The final price for the land was $2,138,063.25, but the school district will save some money by not having to incur the additional costs for utility or road infrastructure to accommodate the campus.
“A road needs to be built and completed by a certain date,” Snell said. “Water, sewer and electricity needs to be brought in by a certain date. That’s very expensive and something school districts really can’t afford to do, or you have to plan well in advance for it. It’s a great partnership with the Santa Rita neighborhood to build the road and put in the utilities.”
The campus is set to have a student capacity of 900 and has a budget of $50.5 million. It is planned to open in 2021.

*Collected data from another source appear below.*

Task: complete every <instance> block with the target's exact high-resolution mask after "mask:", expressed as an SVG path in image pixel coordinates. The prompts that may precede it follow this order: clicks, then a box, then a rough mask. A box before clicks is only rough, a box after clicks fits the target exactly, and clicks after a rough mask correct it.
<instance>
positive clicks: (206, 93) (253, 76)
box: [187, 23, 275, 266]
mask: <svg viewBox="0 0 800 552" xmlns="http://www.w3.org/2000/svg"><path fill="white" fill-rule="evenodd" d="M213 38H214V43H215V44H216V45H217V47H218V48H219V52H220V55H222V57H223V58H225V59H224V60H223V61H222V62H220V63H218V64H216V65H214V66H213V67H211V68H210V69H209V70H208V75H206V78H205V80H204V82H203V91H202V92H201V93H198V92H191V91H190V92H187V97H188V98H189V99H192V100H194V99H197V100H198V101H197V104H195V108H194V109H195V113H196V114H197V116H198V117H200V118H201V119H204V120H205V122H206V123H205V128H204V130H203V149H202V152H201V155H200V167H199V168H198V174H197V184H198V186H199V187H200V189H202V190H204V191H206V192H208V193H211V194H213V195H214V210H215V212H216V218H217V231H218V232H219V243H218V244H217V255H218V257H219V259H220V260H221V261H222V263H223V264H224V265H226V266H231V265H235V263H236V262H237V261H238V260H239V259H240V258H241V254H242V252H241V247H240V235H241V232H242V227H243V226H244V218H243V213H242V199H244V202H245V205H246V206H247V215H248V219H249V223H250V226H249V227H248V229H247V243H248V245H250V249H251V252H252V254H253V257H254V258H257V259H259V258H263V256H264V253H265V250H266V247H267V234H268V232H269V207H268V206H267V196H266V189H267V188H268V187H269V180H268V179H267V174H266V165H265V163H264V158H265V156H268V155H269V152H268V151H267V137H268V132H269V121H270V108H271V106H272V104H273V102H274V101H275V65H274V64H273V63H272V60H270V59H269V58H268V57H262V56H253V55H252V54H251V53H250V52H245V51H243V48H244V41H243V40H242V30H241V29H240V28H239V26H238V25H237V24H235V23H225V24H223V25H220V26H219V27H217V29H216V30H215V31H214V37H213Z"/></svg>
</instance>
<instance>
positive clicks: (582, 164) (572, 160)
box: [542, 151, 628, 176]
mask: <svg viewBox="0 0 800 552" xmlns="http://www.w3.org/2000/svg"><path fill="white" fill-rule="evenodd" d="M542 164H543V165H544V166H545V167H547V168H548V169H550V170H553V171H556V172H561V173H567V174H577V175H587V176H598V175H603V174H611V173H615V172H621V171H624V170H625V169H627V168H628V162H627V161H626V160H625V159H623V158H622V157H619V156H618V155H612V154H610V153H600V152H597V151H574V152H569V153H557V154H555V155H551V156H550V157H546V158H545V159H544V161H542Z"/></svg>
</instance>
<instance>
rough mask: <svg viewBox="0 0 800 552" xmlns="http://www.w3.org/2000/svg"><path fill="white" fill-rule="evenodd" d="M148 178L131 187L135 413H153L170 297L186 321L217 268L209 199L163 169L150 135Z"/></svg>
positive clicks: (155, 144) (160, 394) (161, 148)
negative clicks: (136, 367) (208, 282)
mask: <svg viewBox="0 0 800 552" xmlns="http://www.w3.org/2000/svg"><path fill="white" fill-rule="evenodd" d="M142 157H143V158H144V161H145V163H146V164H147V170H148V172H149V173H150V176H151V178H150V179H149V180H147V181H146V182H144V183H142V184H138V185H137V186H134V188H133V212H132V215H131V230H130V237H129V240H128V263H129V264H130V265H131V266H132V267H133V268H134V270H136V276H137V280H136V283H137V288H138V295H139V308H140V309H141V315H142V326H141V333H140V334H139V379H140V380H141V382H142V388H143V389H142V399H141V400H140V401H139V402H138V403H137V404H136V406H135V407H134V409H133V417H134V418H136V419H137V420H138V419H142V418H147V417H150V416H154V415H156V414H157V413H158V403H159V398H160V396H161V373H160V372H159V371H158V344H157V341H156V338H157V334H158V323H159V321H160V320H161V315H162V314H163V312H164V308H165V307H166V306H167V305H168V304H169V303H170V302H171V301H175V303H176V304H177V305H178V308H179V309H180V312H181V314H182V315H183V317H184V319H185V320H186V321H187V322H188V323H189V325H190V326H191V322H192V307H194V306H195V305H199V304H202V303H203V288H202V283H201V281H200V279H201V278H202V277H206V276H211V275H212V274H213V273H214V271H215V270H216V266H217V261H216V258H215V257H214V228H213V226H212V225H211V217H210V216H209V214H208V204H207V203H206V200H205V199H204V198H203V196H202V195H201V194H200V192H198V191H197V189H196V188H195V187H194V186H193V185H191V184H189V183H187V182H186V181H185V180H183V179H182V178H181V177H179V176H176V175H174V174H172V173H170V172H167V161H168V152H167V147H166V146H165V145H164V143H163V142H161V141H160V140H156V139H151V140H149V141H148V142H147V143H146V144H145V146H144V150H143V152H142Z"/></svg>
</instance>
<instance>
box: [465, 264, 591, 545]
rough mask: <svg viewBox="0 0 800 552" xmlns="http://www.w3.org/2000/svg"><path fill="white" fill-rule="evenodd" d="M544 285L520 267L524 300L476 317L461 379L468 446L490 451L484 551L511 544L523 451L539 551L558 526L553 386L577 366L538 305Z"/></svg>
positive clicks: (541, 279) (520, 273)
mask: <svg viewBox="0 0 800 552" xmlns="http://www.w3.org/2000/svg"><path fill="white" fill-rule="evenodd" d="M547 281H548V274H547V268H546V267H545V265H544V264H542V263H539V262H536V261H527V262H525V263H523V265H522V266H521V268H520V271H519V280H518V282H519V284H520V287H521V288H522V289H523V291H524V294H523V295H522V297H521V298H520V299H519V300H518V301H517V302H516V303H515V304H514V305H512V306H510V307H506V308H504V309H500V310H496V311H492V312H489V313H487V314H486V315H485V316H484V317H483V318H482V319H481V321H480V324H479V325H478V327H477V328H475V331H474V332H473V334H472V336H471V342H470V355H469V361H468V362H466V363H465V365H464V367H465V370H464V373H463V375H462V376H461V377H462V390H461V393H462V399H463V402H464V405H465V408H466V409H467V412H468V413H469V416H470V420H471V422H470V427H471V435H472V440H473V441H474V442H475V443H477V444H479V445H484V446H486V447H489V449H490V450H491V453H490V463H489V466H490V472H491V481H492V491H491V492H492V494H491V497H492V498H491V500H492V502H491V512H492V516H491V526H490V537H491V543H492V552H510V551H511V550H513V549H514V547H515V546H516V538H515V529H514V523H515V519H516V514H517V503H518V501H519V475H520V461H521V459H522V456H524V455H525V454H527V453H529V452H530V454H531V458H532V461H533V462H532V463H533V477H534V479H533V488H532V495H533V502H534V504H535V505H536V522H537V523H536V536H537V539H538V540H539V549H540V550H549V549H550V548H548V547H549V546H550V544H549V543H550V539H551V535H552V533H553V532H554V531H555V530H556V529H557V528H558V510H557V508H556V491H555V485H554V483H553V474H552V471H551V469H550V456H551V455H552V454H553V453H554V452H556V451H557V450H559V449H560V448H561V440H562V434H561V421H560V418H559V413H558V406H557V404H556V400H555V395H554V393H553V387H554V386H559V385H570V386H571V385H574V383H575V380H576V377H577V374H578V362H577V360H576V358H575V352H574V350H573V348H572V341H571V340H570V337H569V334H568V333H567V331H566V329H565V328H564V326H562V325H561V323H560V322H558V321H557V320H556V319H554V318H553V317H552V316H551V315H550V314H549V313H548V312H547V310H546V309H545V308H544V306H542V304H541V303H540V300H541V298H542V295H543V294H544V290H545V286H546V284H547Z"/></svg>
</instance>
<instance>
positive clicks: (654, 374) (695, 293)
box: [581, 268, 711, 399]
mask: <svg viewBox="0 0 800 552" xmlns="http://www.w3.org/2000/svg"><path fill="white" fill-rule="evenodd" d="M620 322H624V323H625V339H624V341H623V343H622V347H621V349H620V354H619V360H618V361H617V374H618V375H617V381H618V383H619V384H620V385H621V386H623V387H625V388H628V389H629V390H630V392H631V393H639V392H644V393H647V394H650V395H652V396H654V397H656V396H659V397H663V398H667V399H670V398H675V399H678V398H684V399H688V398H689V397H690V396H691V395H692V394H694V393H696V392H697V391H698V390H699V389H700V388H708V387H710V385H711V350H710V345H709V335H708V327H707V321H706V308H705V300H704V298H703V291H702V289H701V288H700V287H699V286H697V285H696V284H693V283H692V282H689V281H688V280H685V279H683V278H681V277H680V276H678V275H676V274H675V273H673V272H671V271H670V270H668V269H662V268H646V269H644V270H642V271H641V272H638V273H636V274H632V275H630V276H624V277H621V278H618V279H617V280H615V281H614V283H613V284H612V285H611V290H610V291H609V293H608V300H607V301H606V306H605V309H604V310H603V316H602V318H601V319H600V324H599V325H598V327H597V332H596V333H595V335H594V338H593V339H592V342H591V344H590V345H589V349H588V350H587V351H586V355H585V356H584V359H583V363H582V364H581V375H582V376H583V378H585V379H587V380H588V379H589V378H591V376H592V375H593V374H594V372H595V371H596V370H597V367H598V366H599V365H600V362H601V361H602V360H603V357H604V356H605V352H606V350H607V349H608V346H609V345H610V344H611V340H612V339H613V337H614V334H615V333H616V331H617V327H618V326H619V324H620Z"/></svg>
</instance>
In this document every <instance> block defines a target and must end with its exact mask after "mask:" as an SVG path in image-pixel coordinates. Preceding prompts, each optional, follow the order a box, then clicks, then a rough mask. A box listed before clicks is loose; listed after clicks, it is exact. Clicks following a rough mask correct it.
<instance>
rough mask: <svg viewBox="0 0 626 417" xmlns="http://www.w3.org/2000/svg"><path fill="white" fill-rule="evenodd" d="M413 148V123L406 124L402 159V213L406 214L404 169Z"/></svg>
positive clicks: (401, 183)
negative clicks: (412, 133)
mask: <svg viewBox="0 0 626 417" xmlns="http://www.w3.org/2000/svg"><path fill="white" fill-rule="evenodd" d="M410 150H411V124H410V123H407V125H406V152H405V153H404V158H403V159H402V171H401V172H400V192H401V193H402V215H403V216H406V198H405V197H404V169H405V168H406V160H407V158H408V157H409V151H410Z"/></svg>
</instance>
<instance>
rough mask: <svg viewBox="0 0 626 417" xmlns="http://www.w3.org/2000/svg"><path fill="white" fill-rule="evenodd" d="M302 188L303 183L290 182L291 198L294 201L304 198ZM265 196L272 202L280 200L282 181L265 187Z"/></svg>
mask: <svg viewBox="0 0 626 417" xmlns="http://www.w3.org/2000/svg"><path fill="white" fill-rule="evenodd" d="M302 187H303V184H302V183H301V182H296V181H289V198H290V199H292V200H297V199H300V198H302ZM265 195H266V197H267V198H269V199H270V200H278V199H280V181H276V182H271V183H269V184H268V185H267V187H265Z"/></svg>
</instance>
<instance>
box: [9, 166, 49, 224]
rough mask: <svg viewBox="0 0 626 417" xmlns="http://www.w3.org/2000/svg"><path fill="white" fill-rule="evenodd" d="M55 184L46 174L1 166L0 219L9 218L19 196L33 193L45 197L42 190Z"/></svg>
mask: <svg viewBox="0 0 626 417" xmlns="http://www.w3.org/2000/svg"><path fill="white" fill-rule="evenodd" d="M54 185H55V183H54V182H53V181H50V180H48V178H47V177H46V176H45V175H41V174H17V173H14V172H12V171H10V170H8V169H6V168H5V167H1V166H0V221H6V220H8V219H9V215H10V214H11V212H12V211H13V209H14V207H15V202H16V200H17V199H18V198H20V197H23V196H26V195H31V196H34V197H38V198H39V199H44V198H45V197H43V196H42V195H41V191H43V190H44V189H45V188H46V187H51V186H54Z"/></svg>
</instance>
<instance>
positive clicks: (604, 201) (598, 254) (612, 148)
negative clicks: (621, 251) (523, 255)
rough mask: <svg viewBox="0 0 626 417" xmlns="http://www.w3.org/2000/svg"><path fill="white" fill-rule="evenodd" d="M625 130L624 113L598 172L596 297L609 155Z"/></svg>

“They have begun moving dirt out there in a very significant way and what you’d see out there right now is a lot of heavy equipment working quickly,” Sledge said. “They are able to order materials and haven’t seen any negativity on that so far. They ordered building steel for example, and it seems like that is going to be delivered per normal.”
The two-building campus will be about 150,000 square feet, compared to the 105,000 square feet in the new Santa Rita Elementary.
The east side of the main building of the new middle school is where two gyms, coaching and locker room facilities will be located. The location will allow access to the gyms after hours while easily closing off the remainder of the campus. It also allows controlled access to locker room and coaching offices.
The remainder of the main building is for administrative offices, kitchen and lunch room, as well as theater, band, art and career and technology classrooms.
All other classrooms will be located in the two-story second building on the west end of the property. The library is at the center of the academic building.
The classroom building is designed to have sixth-grade students primarily separated from seventh and eighth graders in one side of the second floor.
For the higher grades, humanities is located on the first floor with science classes on the second with lab space, all wrapped around the library space.
While the campus is designed for 900 students, many of the core spaces – such as the library and cafeteria – are sized larger so additions can be made to the campus without having to expand those spaces.